Tuesday, December 19, 2017

Lawmakers say they will fund CHIP but haven't agreed how; Ala. to stop enrollment if they don't

As one state warned that it would stop enrolling kids in the Children's Health Insurance Program on Jan. 1 for lack of funds, Senate Republicans said an extension of the program would be in this week's must-pass bill to keep the federal government running. But Senate and House negotiators still haven't agreed on the details, and "Who will blink and when could determine the future of the program," Alice Ollstein reports for Talking Points Memo. The program covers nearly 9 million low- and mid-income children whose parents can't afford private health insurance, but who make too much money to qualify for Medicaid. Republicans want states to assume an increasing amount of the cost of the program, if not all, eventually.

Senate Majority Whip John Cornyn of Texas said last week that Congress would pass a long-term CHIP bill this week, Jessie Hellman reports for The Hill. Majority Leader Mitch McConnell announced Monday that the CHIP extension would be included in the stopgap spending bill. However, "Senate Democrats are threatening to oppose House Republicans’ version that cuts public health programs to pay for CHIP, noting that they aren’t demanding similar offsets for either the $1.4 trillion tax bill or $81 billion disaster aid bill up for votes this week," TPM reports. Hellman notes, "Because Republicans have such a slim majority in the Senate, Democratic support is needed for the bill."

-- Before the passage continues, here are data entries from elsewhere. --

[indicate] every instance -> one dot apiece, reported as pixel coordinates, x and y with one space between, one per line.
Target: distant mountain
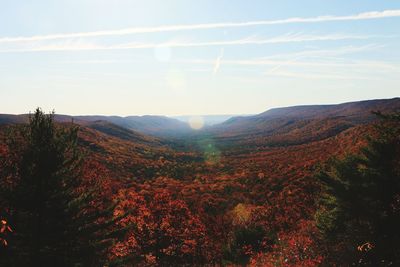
159 126
121 132
209 120
301 124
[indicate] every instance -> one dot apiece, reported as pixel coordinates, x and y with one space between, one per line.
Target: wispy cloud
168 28
323 76
72 45
218 61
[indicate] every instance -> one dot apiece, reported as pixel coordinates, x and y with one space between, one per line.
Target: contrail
288 38
167 28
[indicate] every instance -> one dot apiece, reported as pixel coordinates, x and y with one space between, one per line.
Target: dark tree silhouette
55 219
360 209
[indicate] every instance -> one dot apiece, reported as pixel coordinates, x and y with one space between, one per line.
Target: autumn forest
296 186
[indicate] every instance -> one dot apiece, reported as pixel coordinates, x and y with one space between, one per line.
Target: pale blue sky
127 57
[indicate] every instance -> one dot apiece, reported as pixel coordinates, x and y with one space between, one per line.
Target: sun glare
196 122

Meanwhile, Alabama has become the first state to announce that it would freeze CHIP enrollment Jan. 1 and close the program Jan. 31 if federal funding is not restored soon. Virginia and Colorado have sent out letters telling beneficiaries that their coverage is at risk. Both states have allowed children to keep enrolling up until the termination date, Quinn Libson reports for Route Fifty. All states' CHIP funding lapsed on Sept. 30, but they have been using leftover funds, redistributed by the Centers for Medicare and Medicaid Services. Connecticut and Colorado have said they will also shut down their programs Jan. 31 if funding doesn't come through and will shift CHIP kids to Medicaid or private insurance from an Obamacare exchange. Most state would run out by March, and all 50 states and the District of Columbia would run out by June.
A Politico map shows when each state is expected to run out of money; click the image to enlarge it.
If Alabama freezes enrollment in its CHIP program, it won't be the first time a state has done so. Arizona did it in 2009 during the recession, in what researchers from Georgetown University's Center for Children and Families call a "cautionary tale." It saved the state $12.9 million in fiscal year 2011, but there were down sides: 14,000 children lost medical coverage completely, and "by July 2011, the waiting list for that program had swelled to include more than 100,000 kids. According to the Kaiser Family Foundation, the waiting list continued to grow at a rate of 10,000 kids every month." The state also lost $41 million in federal matching funds.